Support seems to have grown since the Brainerds reopened the general store on January 1, selling Italian gelato, fresh fruit and vegies, eco-cosmetics, luxury items - and Vogel's bread. "We haven't had these things before," one local explains. "It's great."
Gladding retorts: "They stock a whole bunch of stuff that people don't need. I came here to get away from all that excess. People don't come here to see a slice of America."
Dunstan won't have a bar of it. "Glenorchy's the best one-day drive in the world and it will remain so. It's not going to change it."
Station land now exclusive haven of choice
Dedicated environmentalists Paul and Debbi Brainerd spent years visiting New Zealand before settling on Lake Wakatipu.
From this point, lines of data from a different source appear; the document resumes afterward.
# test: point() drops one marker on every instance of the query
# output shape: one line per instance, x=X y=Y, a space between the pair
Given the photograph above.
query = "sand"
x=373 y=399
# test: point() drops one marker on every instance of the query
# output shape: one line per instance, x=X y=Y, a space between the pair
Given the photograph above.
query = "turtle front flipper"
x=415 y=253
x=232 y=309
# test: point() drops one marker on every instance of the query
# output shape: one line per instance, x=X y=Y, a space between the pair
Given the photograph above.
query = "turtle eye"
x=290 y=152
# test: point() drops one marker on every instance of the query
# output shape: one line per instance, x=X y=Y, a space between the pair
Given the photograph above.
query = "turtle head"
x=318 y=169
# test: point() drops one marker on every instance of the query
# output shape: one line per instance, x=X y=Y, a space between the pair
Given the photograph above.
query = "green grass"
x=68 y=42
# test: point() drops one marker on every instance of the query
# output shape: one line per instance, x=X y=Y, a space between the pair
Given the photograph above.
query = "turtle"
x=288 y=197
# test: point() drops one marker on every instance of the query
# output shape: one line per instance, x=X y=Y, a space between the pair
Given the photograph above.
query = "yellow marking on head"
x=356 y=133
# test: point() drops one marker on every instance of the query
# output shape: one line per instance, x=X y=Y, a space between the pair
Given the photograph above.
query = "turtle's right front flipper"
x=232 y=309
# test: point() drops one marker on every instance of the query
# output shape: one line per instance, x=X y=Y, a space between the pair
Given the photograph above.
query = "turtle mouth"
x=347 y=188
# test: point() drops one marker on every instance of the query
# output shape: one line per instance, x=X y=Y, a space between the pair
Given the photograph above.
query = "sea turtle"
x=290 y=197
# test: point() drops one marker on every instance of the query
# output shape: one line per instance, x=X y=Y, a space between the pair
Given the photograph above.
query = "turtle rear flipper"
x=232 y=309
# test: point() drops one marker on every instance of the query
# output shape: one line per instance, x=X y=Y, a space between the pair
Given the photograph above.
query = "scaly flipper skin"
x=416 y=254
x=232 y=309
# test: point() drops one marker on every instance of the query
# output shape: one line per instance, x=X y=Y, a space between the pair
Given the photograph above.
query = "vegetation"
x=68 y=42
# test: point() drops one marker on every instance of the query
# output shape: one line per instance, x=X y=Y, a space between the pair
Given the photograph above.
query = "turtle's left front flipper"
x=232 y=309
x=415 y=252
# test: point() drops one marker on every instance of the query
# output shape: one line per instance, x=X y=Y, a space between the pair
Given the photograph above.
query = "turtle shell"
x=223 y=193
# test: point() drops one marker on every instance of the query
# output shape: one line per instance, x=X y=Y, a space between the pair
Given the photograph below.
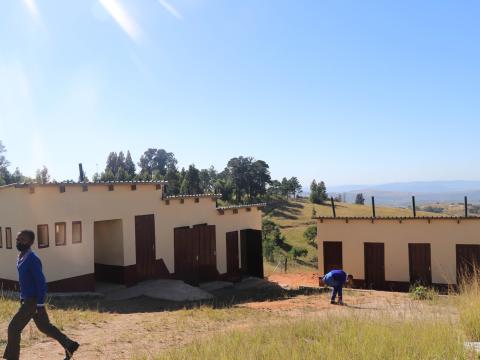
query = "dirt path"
x=125 y=336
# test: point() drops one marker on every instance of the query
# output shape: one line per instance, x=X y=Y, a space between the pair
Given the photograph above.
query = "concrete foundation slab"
x=172 y=290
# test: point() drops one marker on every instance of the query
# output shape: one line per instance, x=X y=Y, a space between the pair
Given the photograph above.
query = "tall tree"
x=191 y=182
x=4 y=173
x=130 y=166
x=294 y=186
x=173 y=181
x=207 y=180
x=360 y=199
x=42 y=176
x=322 y=191
x=156 y=159
x=112 y=164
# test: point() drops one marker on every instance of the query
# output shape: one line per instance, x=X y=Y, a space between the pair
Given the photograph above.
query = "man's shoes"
x=71 y=349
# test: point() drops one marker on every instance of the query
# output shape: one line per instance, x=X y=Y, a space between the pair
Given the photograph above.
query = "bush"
x=420 y=292
x=298 y=252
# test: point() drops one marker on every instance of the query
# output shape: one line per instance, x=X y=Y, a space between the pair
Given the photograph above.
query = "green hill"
x=294 y=216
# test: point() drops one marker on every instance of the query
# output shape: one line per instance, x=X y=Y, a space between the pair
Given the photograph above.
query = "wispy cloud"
x=123 y=19
x=32 y=7
x=171 y=9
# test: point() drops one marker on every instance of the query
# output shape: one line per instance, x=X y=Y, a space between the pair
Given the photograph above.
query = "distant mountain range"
x=399 y=194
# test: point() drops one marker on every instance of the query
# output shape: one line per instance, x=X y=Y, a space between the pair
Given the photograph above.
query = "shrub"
x=298 y=252
x=420 y=292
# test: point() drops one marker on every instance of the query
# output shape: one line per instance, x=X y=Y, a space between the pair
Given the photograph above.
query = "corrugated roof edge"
x=241 y=206
x=396 y=218
x=89 y=183
x=188 y=196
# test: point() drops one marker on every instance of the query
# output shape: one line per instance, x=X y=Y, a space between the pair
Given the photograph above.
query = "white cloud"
x=170 y=8
x=32 y=7
x=123 y=19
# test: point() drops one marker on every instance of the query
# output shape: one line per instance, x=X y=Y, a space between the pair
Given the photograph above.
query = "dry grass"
x=355 y=337
x=468 y=303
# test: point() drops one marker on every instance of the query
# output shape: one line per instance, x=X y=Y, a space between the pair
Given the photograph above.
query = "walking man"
x=32 y=297
x=337 y=279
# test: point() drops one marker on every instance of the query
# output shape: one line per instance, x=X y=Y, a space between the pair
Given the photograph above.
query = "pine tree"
x=130 y=166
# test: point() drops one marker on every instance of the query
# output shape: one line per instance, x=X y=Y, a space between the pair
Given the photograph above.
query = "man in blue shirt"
x=337 y=279
x=33 y=289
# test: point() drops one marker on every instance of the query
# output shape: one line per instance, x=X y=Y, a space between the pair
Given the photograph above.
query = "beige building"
x=392 y=253
x=126 y=232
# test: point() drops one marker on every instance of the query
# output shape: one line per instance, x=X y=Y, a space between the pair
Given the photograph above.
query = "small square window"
x=42 y=235
x=8 y=238
x=60 y=234
x=76 y=232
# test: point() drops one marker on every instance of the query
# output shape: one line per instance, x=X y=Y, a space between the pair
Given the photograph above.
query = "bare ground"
x=143 y=327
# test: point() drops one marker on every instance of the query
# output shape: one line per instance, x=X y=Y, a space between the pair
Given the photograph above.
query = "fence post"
x=466 y=207
x=414 y=207
x=333 y=207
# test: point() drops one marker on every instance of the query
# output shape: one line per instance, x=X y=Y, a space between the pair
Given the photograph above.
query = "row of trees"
x=318 y=192
x=7 y=177
x=243 y=178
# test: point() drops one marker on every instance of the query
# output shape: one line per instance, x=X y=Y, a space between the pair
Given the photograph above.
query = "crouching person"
x=32 y=295
x=337 y=279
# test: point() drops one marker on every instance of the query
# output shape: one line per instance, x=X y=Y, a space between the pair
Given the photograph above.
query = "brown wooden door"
x=145 y=246
x=374 y=254
x=468 y=260
x=233 y=268
x=195 y=254
x=185 y=254
x=420 y=264
x=332 y=256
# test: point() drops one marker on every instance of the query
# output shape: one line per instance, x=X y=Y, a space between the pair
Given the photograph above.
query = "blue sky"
x=344 y=91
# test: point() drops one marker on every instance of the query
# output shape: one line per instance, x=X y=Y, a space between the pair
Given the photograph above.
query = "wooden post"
x=414 y=207
x=82 y=174
x=333 y=207
x=466 y=207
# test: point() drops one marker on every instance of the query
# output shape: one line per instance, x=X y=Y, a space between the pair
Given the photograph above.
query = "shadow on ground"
x=223 y=298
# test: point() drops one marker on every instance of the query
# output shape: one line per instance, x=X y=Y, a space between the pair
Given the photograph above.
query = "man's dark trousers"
x=28 y=311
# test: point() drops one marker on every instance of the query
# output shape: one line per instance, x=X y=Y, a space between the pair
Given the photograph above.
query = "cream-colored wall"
x=19 y=209
x=108 y=242
x=442 y=235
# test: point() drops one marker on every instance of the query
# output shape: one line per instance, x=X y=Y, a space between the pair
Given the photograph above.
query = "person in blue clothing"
x=33 y=289
x=337 y=279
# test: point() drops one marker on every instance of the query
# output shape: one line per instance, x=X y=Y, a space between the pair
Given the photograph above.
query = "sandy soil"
x=295 y=280
x=135 y=332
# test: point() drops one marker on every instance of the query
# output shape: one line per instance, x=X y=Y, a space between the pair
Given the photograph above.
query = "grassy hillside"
x=295 y=216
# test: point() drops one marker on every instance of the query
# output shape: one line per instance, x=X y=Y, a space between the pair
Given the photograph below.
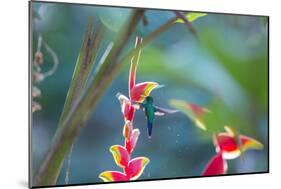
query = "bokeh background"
x=225 y=71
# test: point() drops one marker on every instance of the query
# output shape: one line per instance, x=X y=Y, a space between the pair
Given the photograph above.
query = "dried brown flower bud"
x=36 y=106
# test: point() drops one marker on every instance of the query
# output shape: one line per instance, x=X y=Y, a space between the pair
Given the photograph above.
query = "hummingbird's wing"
x=162 y=111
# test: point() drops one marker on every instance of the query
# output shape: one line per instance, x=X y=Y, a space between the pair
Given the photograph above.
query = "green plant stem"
x=70 y=127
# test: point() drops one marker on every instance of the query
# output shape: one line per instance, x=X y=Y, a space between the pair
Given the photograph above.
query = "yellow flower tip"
x=230 y=130
x=105 y=176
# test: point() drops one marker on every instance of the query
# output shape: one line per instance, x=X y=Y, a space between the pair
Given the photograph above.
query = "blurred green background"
x=225 y=71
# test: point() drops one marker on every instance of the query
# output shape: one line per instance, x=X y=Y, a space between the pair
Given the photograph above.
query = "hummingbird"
x=151 y=111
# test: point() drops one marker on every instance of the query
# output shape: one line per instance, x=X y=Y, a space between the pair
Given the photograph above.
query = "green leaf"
x=83 y=67
x=69 y=130
x=191 y=16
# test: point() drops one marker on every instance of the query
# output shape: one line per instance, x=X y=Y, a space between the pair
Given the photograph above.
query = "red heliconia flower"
x=138 y=92
x=126 y=107
x=216 y=166
x=231 y=144
x=133 y=168
x=136 y=167
x=131 y=142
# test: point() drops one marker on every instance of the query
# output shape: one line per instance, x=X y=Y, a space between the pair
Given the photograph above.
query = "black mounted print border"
x=125 y=94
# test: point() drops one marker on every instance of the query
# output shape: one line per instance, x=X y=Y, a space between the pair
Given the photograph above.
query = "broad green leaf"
x=83 y=67
x=191 y=16
x=193 y=111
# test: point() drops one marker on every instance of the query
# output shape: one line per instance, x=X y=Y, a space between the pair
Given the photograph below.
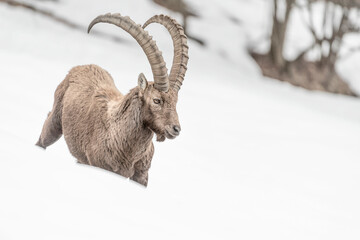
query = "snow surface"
x=256 y=159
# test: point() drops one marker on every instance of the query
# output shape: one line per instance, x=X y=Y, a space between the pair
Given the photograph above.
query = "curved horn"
x=157 y=63
x=181 y=56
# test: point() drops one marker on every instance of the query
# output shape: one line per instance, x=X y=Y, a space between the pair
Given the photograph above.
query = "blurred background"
x=269 y=109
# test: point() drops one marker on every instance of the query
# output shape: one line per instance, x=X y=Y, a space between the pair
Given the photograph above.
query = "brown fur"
x=106 y=129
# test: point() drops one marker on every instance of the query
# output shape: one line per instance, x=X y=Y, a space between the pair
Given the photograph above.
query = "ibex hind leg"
x=52 y=129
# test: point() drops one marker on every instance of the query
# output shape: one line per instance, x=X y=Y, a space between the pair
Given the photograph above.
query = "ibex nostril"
x=176 y=129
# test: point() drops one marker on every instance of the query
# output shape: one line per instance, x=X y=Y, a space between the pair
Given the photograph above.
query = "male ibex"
x=109 y=130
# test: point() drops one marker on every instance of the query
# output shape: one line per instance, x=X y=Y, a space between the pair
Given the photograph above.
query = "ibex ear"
x=142 y=82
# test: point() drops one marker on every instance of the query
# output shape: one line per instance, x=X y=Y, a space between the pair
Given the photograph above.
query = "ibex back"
x=112 y=131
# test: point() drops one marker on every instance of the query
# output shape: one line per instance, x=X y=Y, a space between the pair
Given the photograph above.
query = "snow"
x=256 y=158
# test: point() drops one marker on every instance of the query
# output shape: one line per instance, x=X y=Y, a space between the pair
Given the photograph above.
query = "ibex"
x=106 y=129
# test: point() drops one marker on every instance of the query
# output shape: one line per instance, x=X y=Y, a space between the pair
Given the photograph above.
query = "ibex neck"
x=126 y=117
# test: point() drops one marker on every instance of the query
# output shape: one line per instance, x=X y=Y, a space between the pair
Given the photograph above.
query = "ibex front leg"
x=142 y=167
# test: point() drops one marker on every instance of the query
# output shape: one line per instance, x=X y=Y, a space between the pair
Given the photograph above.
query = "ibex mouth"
x=172 y=132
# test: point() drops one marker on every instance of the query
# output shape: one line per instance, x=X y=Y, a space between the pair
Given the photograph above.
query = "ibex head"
x=159 y=110
x=159 y=97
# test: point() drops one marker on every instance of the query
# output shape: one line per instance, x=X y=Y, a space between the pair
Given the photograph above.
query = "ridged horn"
x=181 y=56
x=156 y=60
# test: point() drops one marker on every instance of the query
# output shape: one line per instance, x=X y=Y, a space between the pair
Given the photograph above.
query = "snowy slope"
x=257 y=159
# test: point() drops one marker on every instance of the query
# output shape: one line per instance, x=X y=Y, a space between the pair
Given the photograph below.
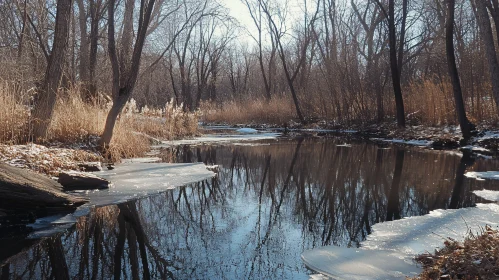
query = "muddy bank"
x=24 y=195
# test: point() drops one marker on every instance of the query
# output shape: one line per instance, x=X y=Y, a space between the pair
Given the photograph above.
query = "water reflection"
x=267 y=205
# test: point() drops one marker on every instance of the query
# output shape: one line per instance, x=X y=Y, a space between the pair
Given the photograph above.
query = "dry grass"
x=14 y=114
x=279 y=110
x=475 y=258
x=433 y=104
x=429 y=103
x=76 y=121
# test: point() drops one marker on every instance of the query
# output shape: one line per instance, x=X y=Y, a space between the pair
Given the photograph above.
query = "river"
x=270 y=201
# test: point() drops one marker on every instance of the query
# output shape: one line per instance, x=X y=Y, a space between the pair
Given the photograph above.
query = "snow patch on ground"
x=487 y=175
x=402 y=239
x=488 y=195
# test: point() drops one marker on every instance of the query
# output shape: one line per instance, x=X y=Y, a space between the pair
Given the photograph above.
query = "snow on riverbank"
x=392 y=245
x=488 y=195
x=131 y=180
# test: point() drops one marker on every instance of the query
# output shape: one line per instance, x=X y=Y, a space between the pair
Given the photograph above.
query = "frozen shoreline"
x=389 y=250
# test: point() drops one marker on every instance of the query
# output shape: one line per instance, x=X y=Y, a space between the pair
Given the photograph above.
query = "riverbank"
x=485 y=141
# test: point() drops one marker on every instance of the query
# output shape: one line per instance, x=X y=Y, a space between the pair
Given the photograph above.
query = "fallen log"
x=25 y=190
x=73 y=180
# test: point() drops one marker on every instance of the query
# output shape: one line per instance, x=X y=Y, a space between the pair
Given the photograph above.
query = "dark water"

The philanthropists purchased at Wyuna Preserve, an exclusive subdivision outside Glenorchy carved out of Wyuna Station, a former Crown pastoral lease.
Wyuna was acquired by retired American businessman Tom Tusher - developer of world-renowned Blanket Bay Lodge on the lake edge - over several years, at first as minority shareholder in a joint venture with Queenstown developer John Darby.
Tusher, the former CEO of Levi Strauss, later bought Darby out and put the 12,500ha station - much of it steep, marginal land - through tenure review, paying the Crown $1.5 million for freehold title to 2900ha, with the Crown resuming 9500ha for conservation purposes.
The deal allowed Tusher to develop Wyuna Preserve, covering 180ha on the lower slopes. Marketing stresses the magnificent views of the lake, Dart River valley and the Humboldt Range. Section sizes in the 34-lot subdivision range from 1.7ha to 3.5ha. About 12 have sold for prices from $1.25 million to $2.45 million - all to buyers from the US, Britain, Hong Kong, Australia, Switzerland and Singapore.
The Aro Ha health and wellness retreat at the southern end has quickly established itself as a luxury retreat. High-spec homes are being built on other sections in the gated community. Residents share a "clubhouse", gym and spa and a small lake created for fishing and kayaking. Extensive native plantings promise privacy and restore ecological diversity.
Glenorchy locals say while exclusive, Wyuna has created work. Most owners guard their privacy but some drop in to Glenorchy for supplies.
The series
• Saturday: Swiss-based Mutt Lange buys up four high country stations for ecological restoration. • Today: Foreign investors and tourists march on Glenorchy. • American billionaires Paul and Debbi Brainerd have bought up Glenorchy campground and surrounding land. • Some locals fear the campground redevelopment's effect on accommodation and retail businesses and the future of the town. • The purchases needed Overseas Investment Office approval which wasn't obtained. • Retrospective approval is being sought.